万国時事周覧

世界中で起こっている様々な出来事について、政治学および統治学を研究する学者の視点から、寸評を書いています。

マルクスが語った‘宗教は麻薬’のパラドクス

2024年06月11日 09時40分26秒 | 統治制度論
 中国は、今日、習近平国家主席の‘指導’の下で、国民に対して習近平思想の徹底を試みています。国家が国民の内面に踏み入り、その思想まで強要する体制は、国家イデオロギーを定める共産主義国家の特徴の一つでもあります。そして、習近平思想にあっても、過去の5つの思想、即ち、マルクス・レーニン主義、毛沢東思想、鄧小平理論、三つの代表、科学的発展を基礎としながらも、19世紀にカール・マルクスが唱えた共産主義を出発点としていることは疑いようもありません。

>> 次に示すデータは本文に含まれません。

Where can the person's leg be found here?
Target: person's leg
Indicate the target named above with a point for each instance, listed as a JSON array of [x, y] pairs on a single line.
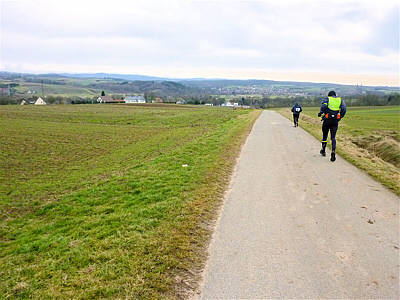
[[325, 130], [296, 120], [333, 130]]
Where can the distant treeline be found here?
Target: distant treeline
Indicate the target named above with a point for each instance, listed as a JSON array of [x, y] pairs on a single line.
[[253, 101], [267, 102], [49, 100]]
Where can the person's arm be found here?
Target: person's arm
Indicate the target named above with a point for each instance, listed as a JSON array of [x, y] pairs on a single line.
[[324, 107], [342, 109]]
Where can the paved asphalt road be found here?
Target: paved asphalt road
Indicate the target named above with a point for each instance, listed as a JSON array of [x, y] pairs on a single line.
[[295, 225]]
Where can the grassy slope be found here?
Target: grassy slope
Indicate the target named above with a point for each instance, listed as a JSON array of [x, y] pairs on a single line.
[[95, 202], [368, 137]]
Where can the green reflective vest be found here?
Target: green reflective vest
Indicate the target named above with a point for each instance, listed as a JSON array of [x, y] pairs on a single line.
[[334, 103]]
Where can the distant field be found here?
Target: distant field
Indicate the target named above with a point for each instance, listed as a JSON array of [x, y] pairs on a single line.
[[369, 137], [110, 200], [59, 90]]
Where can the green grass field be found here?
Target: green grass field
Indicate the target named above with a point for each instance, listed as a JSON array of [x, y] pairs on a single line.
[[368, 137], [102, 201]]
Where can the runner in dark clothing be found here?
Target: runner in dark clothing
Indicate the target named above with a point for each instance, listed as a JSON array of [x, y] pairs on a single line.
[[333, 109], [296, 110]]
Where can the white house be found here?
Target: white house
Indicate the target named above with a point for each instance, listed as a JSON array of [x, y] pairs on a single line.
[[135, 99], [40, 101]]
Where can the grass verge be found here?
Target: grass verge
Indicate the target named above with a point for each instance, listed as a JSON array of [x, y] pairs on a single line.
[[368, 137]]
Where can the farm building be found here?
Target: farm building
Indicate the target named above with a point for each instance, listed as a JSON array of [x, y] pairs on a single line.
[[109, 99], [135, 99], [40, 101]]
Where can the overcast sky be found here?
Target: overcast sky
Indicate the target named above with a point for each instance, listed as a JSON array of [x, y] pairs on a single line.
[[336, 41]]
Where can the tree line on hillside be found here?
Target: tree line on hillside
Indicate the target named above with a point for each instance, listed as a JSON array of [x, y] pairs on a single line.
[[253, 101]]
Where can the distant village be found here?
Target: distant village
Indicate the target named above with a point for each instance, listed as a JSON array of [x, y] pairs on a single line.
[[136, 99]]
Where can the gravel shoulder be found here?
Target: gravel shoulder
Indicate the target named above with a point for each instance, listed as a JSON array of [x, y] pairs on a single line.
[[295, 225]]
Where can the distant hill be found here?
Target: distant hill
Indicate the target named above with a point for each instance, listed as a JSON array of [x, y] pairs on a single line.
[[116, 76], [90, 84]]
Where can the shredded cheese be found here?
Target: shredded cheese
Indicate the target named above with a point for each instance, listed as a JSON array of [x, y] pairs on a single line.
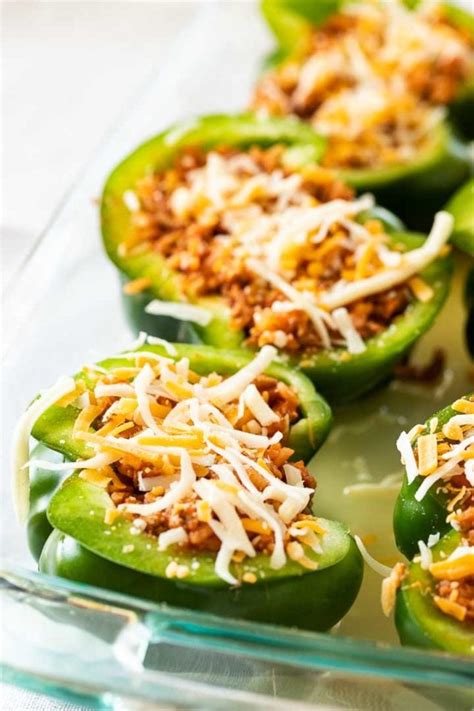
[[410, 264], [21, 437], [180, 311]]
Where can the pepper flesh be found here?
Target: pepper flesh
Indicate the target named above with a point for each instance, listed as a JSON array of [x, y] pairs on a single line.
[[315, 600], [340, 376], [414, 520], [420, 623], [54, 427], [439, 169], [461, 206]]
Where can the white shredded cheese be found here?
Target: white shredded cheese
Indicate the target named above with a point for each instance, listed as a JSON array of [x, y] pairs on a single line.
[[447, 470], [404, 446], [302, 302], [180, 311], [21, 439], [262, 412], [343, 321], [169, 347], [232, 387], [410, 264], [179, 491], [426, 556]]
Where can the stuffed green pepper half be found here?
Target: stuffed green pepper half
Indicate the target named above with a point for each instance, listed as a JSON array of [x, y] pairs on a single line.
[[435, 600], [438, 489], [184, 482], [378, 80], [227, 232]]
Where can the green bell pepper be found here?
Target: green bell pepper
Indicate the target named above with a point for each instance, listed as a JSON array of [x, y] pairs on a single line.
[[54, 427], [82, 547], [340, 376], [53, 430], [439, 169], [420, 623], [414, 520], [81, 550], [461, 206], [43, 484]]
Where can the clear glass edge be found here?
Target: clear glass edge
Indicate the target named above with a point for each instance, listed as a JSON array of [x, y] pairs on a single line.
[[270, 643], [295, 647]]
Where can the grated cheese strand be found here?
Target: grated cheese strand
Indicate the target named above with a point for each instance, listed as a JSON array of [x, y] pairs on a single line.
[[21, 444], [411, 263]]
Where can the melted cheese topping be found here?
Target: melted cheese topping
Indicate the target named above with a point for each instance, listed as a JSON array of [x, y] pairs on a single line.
[[439, 457], [172, 433], [273, 243], [377, 85]]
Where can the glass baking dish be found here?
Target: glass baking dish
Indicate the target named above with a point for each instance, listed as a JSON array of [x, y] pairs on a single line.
[[63, 309]]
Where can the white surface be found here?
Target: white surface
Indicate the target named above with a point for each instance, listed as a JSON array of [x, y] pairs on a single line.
[[69, 69], [60, 326]]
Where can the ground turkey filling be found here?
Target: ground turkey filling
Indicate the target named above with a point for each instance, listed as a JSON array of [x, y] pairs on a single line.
[[374, 79], [456, 597], [200, 462], [208, 211]]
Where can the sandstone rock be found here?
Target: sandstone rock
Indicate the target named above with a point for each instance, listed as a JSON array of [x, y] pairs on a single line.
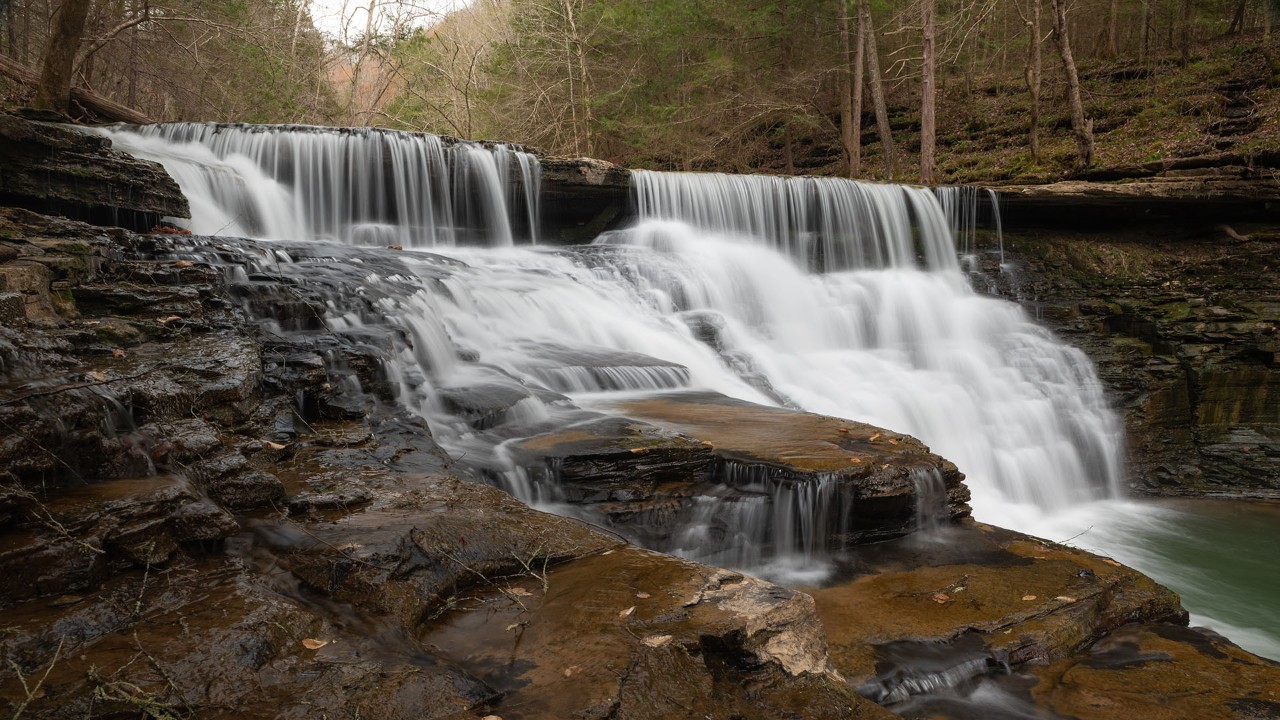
[[69, 542], [56, 169]]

 ‘唯一思想’を国定する一方で、中国は、1949年10月10日の建国以来、宗教に対しては弾圧の姿勢で臨んできました。その主たる理由としてしばしば挙げられるのが、マルクスが残した‘宗教は麻薬(アヘン)’であるとする言葉です(その他にも、宗教弾圧の動機は多々ある・・・)。麻薬とは、人々の正常な判断力を狂わせる一方で、人々を安逸で夢見心地の境地に誘います。最期には、廃人と呼ばれた状態に至りますので、麻薬は、厳重に取り締まるべき対象と見なされてきたのです。その麻薬に共産主義の祖であるマルクスが宗教に擬えたのですから、共産主義者が宗教を嫌悪したのも理解に難くはありません。屈辱として歴史に刻まれたアヘン戦争を経験した中国であれば、なおさらのことでしょう。

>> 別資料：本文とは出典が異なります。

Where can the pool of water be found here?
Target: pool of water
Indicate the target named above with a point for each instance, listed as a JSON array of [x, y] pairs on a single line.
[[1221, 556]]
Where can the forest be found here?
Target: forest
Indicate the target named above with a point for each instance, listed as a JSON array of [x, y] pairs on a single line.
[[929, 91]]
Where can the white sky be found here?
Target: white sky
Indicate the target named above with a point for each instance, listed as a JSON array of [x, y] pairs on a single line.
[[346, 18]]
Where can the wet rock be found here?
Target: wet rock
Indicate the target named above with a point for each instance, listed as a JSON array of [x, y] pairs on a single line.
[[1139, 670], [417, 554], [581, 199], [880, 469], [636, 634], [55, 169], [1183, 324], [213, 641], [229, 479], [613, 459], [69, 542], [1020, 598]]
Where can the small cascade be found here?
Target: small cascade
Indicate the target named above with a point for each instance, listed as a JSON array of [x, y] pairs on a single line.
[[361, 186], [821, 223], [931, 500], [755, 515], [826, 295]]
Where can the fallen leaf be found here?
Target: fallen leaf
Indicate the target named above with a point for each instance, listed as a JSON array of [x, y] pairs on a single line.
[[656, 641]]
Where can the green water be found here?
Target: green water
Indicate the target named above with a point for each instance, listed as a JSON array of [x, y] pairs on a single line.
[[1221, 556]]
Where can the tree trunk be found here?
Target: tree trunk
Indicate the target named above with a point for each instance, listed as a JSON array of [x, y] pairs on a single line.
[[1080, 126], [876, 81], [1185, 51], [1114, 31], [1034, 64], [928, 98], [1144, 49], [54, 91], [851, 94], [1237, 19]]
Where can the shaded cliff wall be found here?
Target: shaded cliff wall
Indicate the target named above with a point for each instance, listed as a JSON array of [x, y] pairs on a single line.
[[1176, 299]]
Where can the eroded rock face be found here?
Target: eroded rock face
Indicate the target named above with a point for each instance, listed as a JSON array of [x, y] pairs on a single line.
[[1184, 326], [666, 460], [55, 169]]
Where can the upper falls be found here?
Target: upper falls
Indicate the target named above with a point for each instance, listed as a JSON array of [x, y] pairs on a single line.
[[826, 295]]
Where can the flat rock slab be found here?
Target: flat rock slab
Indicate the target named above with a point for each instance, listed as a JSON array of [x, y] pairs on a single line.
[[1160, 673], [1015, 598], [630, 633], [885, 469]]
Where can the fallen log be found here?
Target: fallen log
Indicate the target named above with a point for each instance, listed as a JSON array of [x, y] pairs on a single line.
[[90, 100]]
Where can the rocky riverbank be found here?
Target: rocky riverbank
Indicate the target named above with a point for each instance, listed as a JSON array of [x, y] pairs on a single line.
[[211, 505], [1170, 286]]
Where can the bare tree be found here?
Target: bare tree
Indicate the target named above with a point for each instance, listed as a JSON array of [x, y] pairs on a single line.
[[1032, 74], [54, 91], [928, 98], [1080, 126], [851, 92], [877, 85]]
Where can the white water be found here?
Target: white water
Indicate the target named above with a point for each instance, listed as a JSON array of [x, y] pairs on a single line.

 それでは、マルクスは、何故、‘宗教はアヘン’と断じたのでしょうか。その意味内容については、『ヘーゲル法哲学批判序説』において述べられています。宗教とは、現実において悲惨な状況に置かれている人々が、その苦しみから一時でも逃れるために天国を空想し、自己陶酔に浸る現実逃避に過ぎないとしているのです。言い換えますと、天国であれ、極楽であれ、精神的な逃避先である宗教がある限り、人々は、不条理に虐げられている現実を直視せず、その改善を求めようとしないのであるから、宗教は、麻薬と同様に存在しない方が良い、という主張なのです。

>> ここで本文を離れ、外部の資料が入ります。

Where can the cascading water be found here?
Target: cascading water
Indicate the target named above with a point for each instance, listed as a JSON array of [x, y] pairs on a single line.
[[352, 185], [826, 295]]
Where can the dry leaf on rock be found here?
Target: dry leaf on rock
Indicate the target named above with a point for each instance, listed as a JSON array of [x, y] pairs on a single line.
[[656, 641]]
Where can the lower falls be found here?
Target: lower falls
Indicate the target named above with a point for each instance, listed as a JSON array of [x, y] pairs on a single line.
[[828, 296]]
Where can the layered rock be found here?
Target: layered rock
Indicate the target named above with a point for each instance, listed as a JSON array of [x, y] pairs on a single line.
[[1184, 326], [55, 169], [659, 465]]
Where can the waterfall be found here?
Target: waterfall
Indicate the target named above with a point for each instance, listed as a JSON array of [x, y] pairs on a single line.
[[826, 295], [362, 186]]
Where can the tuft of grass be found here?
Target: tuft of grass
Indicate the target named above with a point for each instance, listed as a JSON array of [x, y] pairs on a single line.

 宗教の役割を現実逃避のみに矮小化して理解している点については問題があるのですが、宗教が貧しき人々や弱き人々の心の支えとなってきたことは確かなことですので、マルクスの主張には一理はあるのでしょう。しかしながら、同主張は、宗教の全面的な廃止やチベットやウイグルで見られるような虐殺をも伴うような宗教弾圧を正当化できるのでしょうか。

 マルクスは、宗教弾圧の正当性を理論武装したようにも見えますが、よく考えても見ますと、マルクスの論理に従えば、中国共産党は、むしろ宗教を弾圧し得ない立場に置かれていることが分かります。何故ならば、革命によって共産主義体制が樹立されれば、旧体制が与えてきた、あらゆる抑圧や搾取から人々が解放され、現世にあって天国の如き理想郷が出現しているはずであるからです。現世が天国や極楽であれば、宗教にすがる人々は皆無となり、同時に、共産党が宗教を弾圧する必要も消滅するはずなのです。言い換えますと、中国共産党による宗教弾圧は、むしろ、‘この世の楽園’を約束した共産主義者の‘プロパガンダ’には偽りがあり、共産主義体制が、旧体制と変わらない、あるいは、それ以上に、国民にとっては過酷な体制であることを自らの行動で示すこととなるのです。理論上、必要がないはずのことを行なっているのですから。

 マルクス思想に不動の地位を与えている中国共産党は、マルクスの著作に遡れば遡るほどにその欺瞞性が明らかとなり、自らの墓穴を掘ることとなりましょう。そして、マルクス主義への強固な依存は、中国の自壊を招く一党独裁体制のアキレス腱ともなるかもしれないと思うのです。